Bertrand: “What makes them Street Fighter wontons?”
Quintero: “Because they were Street Fighter wontons! They were licensed wontons.”
Bertrand: “Were they shaped like characters or anything?”
Quintero: “I assume they maybe had fireball-shaped ones? Or a fist or a sonic boom shape? Well, wontons are inherently sonic boom-shaped. …”
On the coolest thing they’ve seen a fan collect:
Quintero: “Clarence had frames up on his wall of the Street Fighter Udon comics. The blue-line versions, the original art versions of the comics. Those were pretty cool.
“He had frames that were done just for him because he was friends with the Udon guys. Not only did he have official Street Fighter art, he had official Street Fighter art that nobody else had.”
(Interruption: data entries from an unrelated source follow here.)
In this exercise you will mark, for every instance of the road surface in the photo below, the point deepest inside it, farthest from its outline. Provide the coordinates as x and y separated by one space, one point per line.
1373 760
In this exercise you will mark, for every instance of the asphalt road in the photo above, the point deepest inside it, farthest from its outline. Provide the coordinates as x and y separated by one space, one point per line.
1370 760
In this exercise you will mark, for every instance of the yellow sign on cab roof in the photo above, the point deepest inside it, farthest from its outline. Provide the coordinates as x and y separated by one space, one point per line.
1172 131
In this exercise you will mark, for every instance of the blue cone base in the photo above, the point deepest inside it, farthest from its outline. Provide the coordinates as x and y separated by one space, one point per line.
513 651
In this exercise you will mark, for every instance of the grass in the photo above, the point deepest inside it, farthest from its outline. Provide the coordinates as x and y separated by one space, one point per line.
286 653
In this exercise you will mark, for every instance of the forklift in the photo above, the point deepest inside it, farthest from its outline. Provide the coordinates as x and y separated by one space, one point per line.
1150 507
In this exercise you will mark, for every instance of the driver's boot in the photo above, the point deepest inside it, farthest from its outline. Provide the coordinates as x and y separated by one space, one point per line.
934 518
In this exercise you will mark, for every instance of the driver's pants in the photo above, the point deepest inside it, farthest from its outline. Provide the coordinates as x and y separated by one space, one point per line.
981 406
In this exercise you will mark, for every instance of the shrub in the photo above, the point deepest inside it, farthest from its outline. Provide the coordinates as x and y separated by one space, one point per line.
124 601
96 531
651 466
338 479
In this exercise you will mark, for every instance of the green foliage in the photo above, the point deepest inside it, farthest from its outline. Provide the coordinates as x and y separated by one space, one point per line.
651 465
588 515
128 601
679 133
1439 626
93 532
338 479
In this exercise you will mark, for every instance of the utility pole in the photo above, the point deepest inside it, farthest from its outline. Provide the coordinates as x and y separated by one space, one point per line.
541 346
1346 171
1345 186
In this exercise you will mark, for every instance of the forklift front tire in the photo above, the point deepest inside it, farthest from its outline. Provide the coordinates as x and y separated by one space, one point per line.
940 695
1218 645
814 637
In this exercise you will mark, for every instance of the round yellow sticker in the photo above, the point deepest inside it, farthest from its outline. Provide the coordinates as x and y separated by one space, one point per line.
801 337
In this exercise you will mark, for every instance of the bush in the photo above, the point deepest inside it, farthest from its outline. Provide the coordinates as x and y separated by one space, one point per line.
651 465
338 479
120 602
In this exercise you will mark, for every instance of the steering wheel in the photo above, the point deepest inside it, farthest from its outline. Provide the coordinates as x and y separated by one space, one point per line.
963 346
Ryan O’Donnell, producer: “For me, [famous tournament player] Justin Wong was interesting because he has a bunch of the Mad Catz fighting stick controllers that we all use now. Those are expensive. They cost like $150 or whatever. You buy one, you’re done. You can’t justify buying any more of those. But someone like Justin Wong, he’s got a crapload of them.”
Quintero: “Yeah, he had just a pile of them in the living room.”
O’Donnell: “Sometimes he gets them for free. Sometimes he buys them. But he has all the ones with all the different artwork — tons of different variations. It was cool to see that many joysticks all in one spot.”